Bar owners also were divided. Earl Bernhardt, who owns Tropical Isle and other French Quarter clubs, said a smoking ban would injure an already vulnerable neighborhood where crime has taken a toll on businesses. Chris Young with the French Quarter Business League and anti-smoking ban group The Freedom to Choose Coalition said businesses shouldn't have to suffer a loss, even it it's short term. 
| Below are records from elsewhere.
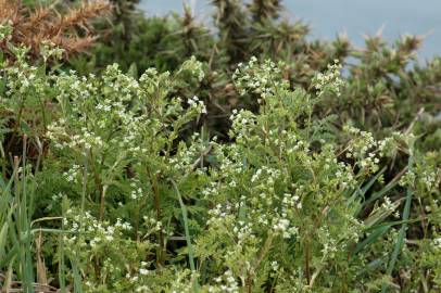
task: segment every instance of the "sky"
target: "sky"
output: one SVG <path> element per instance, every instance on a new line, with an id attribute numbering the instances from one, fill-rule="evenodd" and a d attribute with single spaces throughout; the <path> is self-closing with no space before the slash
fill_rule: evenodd
<path id="1" fill-rule="evenodd" d="M 210 22 L 207 0 L 187 0 L 201 21 Z M 302 20 L 312 27 L 312 37 L 333 39 L 345 33 L 355 46 L 365 35 L 380 28 L 389 41 L 403 34 L 425 36 L 420 59 L 441 55 L 441 0 L 284 0 L 284 17 Z M 147 14 L 164 15 L 182 11 L 181 0 L 141 0 Z"/>

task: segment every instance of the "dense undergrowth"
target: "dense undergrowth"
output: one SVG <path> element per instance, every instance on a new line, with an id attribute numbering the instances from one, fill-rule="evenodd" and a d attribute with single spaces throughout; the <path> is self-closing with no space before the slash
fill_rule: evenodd
<path id="1" fill-rule="evenodd" d="M 441 290 L 441 60 L 415 64 L 417 37 L 134 2 L 68 60 L 0 26 L 3 289 Z"/>

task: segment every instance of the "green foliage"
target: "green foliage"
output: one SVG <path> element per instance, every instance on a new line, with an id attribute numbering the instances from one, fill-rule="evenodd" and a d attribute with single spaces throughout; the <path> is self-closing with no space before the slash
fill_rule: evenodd
<path id="1" fill-rule="evenodd" d="M 50 47 L 1 63 L 0 285 L 437 292 L 439 60 L 371 38 L 343 75 L 344 39 L 306 41 L 278 1 L 213 2 L 218 38 L 137 16 L 78 72 Z"/>

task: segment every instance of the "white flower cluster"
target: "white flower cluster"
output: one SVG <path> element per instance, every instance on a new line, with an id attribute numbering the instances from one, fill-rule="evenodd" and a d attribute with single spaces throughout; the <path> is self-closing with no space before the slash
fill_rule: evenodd
<path id="1" fill-rule="evenodd" d="M 289 219 L 285 218 L 276 219 L 276 222 L 273 225 L 273 230 L 276 233 L 280 233 L 285 239 L 290 239 L 299 233 L 299 229 L 292 227 Z"/>
<path id="2" fill-rule="evenodd" d="M 89 212 L 79 213 L 73 209 L 66 211 L 63 225 L 74 234 L 71 238 L 64 238 L 67 243 L 75 243 L 76 234 L 86 232 L 84 235 L 90 238 L 88 243 L 91 249 L 96 249 L 100 244 L 112 244 L 115 238 L 122 237 L 123 231 L 131 230 L 131 225 L 119 218 L 114 225 L 110 225 L 106 221 L 97 220 Z M 80 243 L 80 245 L 85 245 L 85 243 Z"/>
<path id="3" fill-rule="evenodd" d="M 130 180 L 131 180 L 131 182 L 130 182 L 130 188 L 131 188 L 130 199 L 134 200 L 134 201 L 141 199 L 143 196 L 144 192 L 143 192 L 143 190 L 141 188 L 140 181 L 138 179 L 136 179 L 136 178 L 133 178 Z"/>
<path id="4" fill-rule="evenodd" d="M 12 34 L 12 21 L 9 20 L 7 23 L 0 24 L 0 41 L 8 39 Z"/>
<path id="5" fill-rule="evenodd" d="M 253 234 L 252 224 L 239 220 L 232 228 L 238 239 L 238 245 L 242 245 L 244 241 L 255 239 Z"/>
<path id="6" fill-rule="evenodd" d="M 343 130 L 354 136 L 346 148 L 346 157 L 357 158 L 360 167 L 377 171 L 380 163 L 379 156 L 383 153 L 388 141 L 378 142 L 374 139 L 373 133 L 348 125 L 344 126 Z"/>
<path id="7" fill-rule="evenodd" d="M 210 286 L 210 293 L 220 293 L 220 292 L 228 292 L 228 293 L 239 293 L 239 284 L 236 281 L 236 278 L 232 275 L 231 270 L 227 270 L 224 272 L 224 276 L 217 277 L 214 279 L 219 285 L 217 286 Z"/>
<path id="8" fill-rule="evenodd" d="M 267 60 L 260 64 L 257 59 L 252 56 L 248 64 L 238 64 L 232 79 L 240 94 L 253 92 L 265 98 L 266 94 L 274 93 L 278 87 L 287 87 L 280 76 L 280 69 L 273 61 Z"/>
<path id="9" fill-rule="evenodd" d="M 196 110 L 198 113 L 206 114 L 205 104 L 203 101 L 200 101 L 198 97 L 194 95 L 192 99 L 188 99 L 187 103 L 190 109 Z"/>
<path id="10" fill-rule="evenodd" d="M 326 92 L 340 95 L 340 88 L 343 85 L 343 80 L 340 78 L 341 65 L 338 60 L 335 60 L 333 63 L 333 65 L 328 64 L 327 71 L 324 74 L 318 73 L 313 80 L 314 88 L 317 90 L 317 97 Z"/>
<path id="11" fill-rule="evenodd" d="M 78 177 L 81 174 L 81 167 L 77 164 L 72 165 L 72 167 L 63 173 L 63 177 L 67 180 L 67 182 L 78 182 Z"/>

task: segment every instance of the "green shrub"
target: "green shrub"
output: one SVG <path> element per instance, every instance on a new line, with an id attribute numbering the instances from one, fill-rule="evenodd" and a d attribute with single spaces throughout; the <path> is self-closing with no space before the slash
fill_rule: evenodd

Kim Perez, who runs Adolfo's Restaurant and its newly smoke-free downstairs neighbor Apple Barrel, said she "cannot justify protecting employees on the second level without extending to employes on the lower level and musicians." Leora Madden, owner of Pearl Wine Co., also runs a smoke-free bar, and said smokers and e-cig users are welcome to smoke outside.

Electronic cigarette smokers also are targeted in the ordinance, which lists possible forthcoming health warnings and difficulty of enforcing e-cig use as reasons it would be prohibited. E-cig supporters argue that e-cigs not only can be used as a smoking cessation tool, but that if cigar bars can be grandfathered into the ordinance, then there's no reason that vape shops can't also allow for e-cig use.

E-cigs have birthed a new industry booming across south Louisiana, and its supporters feel the City Council has overreached in its ban of a product that many feel is safe not only for its users, but to others fearing secondhand "smoke." Chad Rogers, who runs a vape shop in Terrebonne Parish, was among a large group of e-cig supporters wearing T-shirts that read, "I'm not a smoker... anymore." The group was among several speakers who argued that vaping can act as a smoking cessation tool that has not yet been vetted by government health organizations. Rogers said if cigar bars are exempt from the new ban, then vape shops should also be allowed for vaping. Musician Juliette Tworsey, who opposes the ordinance as written, said vaping can potentially save lives.

At-Large Councilman Jason Williams said e-cigs were not properly vetted in the ordinance, which includes them in a ban because of early reports from the Food and Drug Administration finding harmful chemicals in e-cig smoke. Last year, the Louisiana Legislature also took on e-cigs in a number of proposed bills, and it passed a measure ensuring e-cigs are not sold to minors.

Gray and Williams were the two nay votes. Gray wanted more time to approve the new amendments, though he supports a ban. The ordinance will be deferred on tomorrow's council agenda but will appear for more public comment at a later date.